There is an immediacy in these pages. Sometimes the first sentence appears to pick up just after the narrator has started the story. "Okay, so this is a while ago, back when I was living in Baltimore and I was really f**king lonely," begins the penultimate story Death Wish.

Most of the stories are startlingly realistic which lends the almost inevitable abasement, when it comes, an even more catastrophic feel. Familiar landscapes; a hen party, a child's birthday party, bad dates and the tedious office are rendered with faultless verisimilitude before often descending to nightmarish conclusions. In others like Scarred and The Mirror, the Bucket and the Old Thigh Bone, realism is dispensed with and these horrific fairytales about want and desire leave us with the bleakest view of the human condition.

Whether Roupenian is in the mode of realism or fantasy, the inner worlds of her narrators are always lifelike. She allows us to embody these characters wholly which is always an unsettling journey.

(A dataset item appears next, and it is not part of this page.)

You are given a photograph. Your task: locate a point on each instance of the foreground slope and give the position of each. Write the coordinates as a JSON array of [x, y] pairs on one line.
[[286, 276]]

In The Good Guy, Roupenian excavates what forms desire - in the case of our host Ted, it is the fantasy that helps him to climax: the image of his penis as a knife penetrating his partner. "He knew it wasn't great, this fantasy. Yes, the scene he was imagining was ostensibly consensual, but you couldn't ignore its underlying aggressive themes," was his hapless "nice guy" take on his own disturbed sexual nature. The implication that in this porn-centric age, the "good guys" are the ones refraining from acting on their misogynist fantasies is indescribably grim.

The images of mutilation, pain and shame arise again and again. Funny that while Roupenian was being cast as a literary Lena Dunham in the wake of Cat Person - "What?" quipped one Twitter-user, "The New Yorker is just publishing diary entries now?" - she was, in fact, assembling a collection that owes more to the body horror genre than any millennial angst.

This book calls to mind the suburban nightmares of AM Homes and the ultra violence of Chuck Palahniuk. However, Roupenian's violence is of a more nebulous and ultimately more frightful kind than any overt displays. What is unsaid in these stories leaves a deeper mark as in the opening story of a game of submission gone awry. The final scene of despair will leave you gasping but the words are spare, only chipping away at a morass of degradation, leaving us to fill in the sickening blanks.

"He did what we told him... soon the terrible girl's skin was parchment white... and she didn't move... Yet he kept going; as the room darkened and the light came in again and the air thickened with smells, we kept him there and he did what we told him to do."

The collection concludes with a playful gag of a story about a woman who craves biting people. Ultimately, a male co-worker unwittingly engineers her fantasy by assaulting her, thus allowing her the opportunity to bite and mutilate his face within the acceptable context of self defence. She goes on to "exploit" the scenario in every new workplace as, she finds, there's "one in every office". The biter has the last laugh, just as Roupenian herself, with her transgressive collection, gets the last laugh on an audience that dissected her and underestimated her.